A Very Significant Development

This is part 1 of a series of posts we plan in the coming days about the evolution of the communications industry and the beginning of a period of dynamic change coming on the heels of what will be a decade of struggles by the time we emerge from the current recession.

Our late January reaction to the Bookham/Avanex merger announcement drew a reaction from one reader who suggested that perhaps slicing and dicing of the communication equipment supply chain had gone too far, at least on the optical front and putting some of the pieces back together again would produce a more valuable business opportunity.  Those sentiments were echoed by an optical module supplier we met with earlier this week at OFC/NFOEC 2009 and in many respects we agree, but it may be a question of timing.
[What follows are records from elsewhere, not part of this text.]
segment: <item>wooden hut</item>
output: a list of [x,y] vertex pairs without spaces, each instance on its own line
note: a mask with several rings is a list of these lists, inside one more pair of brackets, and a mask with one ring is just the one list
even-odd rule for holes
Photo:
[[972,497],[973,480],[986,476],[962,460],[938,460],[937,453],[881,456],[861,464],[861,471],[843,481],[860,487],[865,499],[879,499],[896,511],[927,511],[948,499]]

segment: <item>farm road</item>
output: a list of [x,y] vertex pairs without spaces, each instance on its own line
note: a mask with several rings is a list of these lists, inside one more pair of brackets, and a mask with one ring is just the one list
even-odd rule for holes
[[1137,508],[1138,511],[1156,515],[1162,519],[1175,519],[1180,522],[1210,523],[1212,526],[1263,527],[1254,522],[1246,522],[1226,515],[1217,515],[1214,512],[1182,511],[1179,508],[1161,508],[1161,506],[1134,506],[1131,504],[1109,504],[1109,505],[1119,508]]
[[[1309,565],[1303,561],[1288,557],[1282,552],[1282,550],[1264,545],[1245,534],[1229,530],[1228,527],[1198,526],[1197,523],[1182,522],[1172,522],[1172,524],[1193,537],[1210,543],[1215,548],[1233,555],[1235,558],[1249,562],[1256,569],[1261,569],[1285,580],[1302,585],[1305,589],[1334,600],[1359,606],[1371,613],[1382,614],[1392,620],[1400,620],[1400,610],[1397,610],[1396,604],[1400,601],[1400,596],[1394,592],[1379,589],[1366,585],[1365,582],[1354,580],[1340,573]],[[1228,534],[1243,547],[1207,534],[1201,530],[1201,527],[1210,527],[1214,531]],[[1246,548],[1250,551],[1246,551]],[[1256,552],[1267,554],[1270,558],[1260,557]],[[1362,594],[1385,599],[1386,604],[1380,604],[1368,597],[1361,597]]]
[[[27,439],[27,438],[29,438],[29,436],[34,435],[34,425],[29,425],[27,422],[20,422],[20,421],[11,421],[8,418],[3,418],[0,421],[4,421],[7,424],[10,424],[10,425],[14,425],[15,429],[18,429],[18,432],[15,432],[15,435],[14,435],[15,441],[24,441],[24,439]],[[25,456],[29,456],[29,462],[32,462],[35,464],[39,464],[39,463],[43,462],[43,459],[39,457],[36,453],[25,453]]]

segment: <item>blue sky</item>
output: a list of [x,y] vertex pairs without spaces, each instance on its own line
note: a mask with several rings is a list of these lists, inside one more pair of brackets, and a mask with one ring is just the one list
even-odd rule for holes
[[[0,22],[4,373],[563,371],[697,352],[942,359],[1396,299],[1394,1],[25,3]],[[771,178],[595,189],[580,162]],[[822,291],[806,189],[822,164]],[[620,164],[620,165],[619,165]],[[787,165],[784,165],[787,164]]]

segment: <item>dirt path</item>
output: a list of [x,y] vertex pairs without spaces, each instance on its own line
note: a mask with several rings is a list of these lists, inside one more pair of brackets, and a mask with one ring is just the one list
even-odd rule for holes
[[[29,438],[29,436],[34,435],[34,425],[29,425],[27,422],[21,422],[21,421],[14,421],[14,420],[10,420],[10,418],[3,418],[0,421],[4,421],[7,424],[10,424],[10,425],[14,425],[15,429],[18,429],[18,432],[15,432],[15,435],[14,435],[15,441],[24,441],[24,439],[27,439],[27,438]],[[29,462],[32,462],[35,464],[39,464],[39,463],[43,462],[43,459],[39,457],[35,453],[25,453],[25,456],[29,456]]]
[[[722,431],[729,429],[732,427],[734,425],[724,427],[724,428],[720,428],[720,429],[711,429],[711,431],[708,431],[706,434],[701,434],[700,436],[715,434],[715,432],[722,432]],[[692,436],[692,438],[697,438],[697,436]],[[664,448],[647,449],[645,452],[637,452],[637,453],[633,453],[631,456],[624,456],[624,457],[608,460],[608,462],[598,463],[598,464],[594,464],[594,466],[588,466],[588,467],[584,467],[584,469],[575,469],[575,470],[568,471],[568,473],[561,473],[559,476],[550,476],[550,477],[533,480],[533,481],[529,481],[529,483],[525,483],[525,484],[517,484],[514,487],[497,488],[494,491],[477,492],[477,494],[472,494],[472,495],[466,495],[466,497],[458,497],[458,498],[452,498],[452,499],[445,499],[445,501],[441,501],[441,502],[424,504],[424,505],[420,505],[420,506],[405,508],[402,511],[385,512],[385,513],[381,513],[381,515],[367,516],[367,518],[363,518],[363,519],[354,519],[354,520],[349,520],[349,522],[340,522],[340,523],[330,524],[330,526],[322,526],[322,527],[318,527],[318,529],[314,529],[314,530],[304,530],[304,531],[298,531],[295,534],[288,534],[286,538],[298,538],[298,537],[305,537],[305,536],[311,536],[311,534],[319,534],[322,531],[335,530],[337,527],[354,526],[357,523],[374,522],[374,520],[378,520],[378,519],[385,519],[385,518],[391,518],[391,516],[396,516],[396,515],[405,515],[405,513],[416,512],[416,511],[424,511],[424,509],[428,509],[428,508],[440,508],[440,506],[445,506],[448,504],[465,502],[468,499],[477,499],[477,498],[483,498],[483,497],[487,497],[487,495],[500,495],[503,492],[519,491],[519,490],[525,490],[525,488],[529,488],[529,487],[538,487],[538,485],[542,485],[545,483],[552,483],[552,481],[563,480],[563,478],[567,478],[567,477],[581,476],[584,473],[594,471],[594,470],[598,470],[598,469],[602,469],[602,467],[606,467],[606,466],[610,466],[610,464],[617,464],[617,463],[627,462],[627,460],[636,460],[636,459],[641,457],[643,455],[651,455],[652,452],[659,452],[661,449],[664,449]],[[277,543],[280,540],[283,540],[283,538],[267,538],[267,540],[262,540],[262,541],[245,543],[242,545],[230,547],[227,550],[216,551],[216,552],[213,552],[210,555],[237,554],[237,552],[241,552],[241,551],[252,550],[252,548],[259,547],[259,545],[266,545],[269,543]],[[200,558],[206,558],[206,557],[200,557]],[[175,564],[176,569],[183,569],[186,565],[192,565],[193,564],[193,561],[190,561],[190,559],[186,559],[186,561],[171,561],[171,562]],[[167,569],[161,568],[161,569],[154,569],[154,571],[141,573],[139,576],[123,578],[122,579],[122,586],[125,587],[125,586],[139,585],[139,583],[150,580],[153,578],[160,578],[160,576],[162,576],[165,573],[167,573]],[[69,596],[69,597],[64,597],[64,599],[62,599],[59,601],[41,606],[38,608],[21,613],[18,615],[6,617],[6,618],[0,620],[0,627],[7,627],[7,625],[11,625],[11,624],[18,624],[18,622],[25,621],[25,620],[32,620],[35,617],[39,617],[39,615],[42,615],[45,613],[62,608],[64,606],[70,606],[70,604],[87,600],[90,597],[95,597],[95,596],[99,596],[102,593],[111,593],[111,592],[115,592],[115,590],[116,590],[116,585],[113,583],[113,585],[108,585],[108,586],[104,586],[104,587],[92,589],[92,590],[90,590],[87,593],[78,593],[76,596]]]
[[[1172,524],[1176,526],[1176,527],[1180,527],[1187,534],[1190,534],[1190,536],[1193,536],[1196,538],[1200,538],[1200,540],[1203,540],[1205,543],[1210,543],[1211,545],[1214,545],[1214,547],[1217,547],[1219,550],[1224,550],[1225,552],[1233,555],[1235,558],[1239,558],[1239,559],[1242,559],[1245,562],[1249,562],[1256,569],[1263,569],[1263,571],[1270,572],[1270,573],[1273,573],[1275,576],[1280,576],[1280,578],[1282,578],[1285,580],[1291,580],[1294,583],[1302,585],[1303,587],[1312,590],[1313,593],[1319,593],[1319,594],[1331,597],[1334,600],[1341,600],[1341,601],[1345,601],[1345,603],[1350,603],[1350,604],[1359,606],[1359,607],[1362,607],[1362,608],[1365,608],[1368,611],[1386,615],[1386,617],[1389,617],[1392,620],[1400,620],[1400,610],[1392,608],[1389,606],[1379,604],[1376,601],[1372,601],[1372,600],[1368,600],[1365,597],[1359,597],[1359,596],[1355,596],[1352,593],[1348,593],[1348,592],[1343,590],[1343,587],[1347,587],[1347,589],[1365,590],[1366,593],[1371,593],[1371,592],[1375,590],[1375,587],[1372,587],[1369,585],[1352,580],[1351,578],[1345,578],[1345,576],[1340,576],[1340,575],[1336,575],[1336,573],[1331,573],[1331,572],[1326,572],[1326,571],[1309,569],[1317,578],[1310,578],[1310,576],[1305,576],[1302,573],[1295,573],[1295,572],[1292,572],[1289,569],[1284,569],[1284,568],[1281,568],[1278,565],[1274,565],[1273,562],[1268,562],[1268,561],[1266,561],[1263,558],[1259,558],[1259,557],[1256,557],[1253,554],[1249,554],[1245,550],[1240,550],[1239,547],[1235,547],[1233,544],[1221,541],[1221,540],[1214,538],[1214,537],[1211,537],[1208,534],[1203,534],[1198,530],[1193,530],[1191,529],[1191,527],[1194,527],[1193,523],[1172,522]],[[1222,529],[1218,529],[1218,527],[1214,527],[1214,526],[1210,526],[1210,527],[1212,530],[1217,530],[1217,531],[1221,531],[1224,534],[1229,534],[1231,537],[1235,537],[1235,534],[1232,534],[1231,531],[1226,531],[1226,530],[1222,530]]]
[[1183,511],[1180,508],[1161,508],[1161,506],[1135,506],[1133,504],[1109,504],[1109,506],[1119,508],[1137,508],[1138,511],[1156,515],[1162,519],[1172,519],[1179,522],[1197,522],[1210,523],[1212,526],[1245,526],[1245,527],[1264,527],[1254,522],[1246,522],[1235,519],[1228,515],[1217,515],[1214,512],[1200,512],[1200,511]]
In other words, we believe there could be some very important communications industry changes that need to get underway in order to give clarity to where the best opportunities exist for putting more vertically integrated companies back together again.  The March 23rd announcement of Telefonica and Vodafone of a Pan European collaboration may be the tipping point for the change we are talking about.  The agreement calls for the companies to share network infrastructure in Germany, Spain, Ireland and the UK and anticipates cost efficiencies of hundreds of millions of pounds for each company over the next 10 years.

This is a step in the direction of something I wrote about when I was a research analyst back in 2002, where we looked ahead ten years and described a profound change we saw coming in the telecommunications sector.  I wrote about the separation of communication services from networks.  My thinking was that a company like Verizon would split into two or three companies.  For purposes of this example the three might be Verizon Networks, Verizon Communications Services (VCS) and Verizon Wireless (VW).  Networks would possess the entire network infrastructure that supports the services provided by VCS and VW.  Its first customer agreements would be with VCS and VW.  Networks would be free to provide that same network to other service providers at some negotiated rate.  In many respects it is something along the lines of what Vodafone and Telefonica have done.

We would expect other carriers to follow the Vodafone-Telefonica lead with similar agreements, but if we were investment bankers at the short list of remaining bulge-bracket firms, one of our business opportunity focuses would be calling on the major service providers with our Verizon break-up story.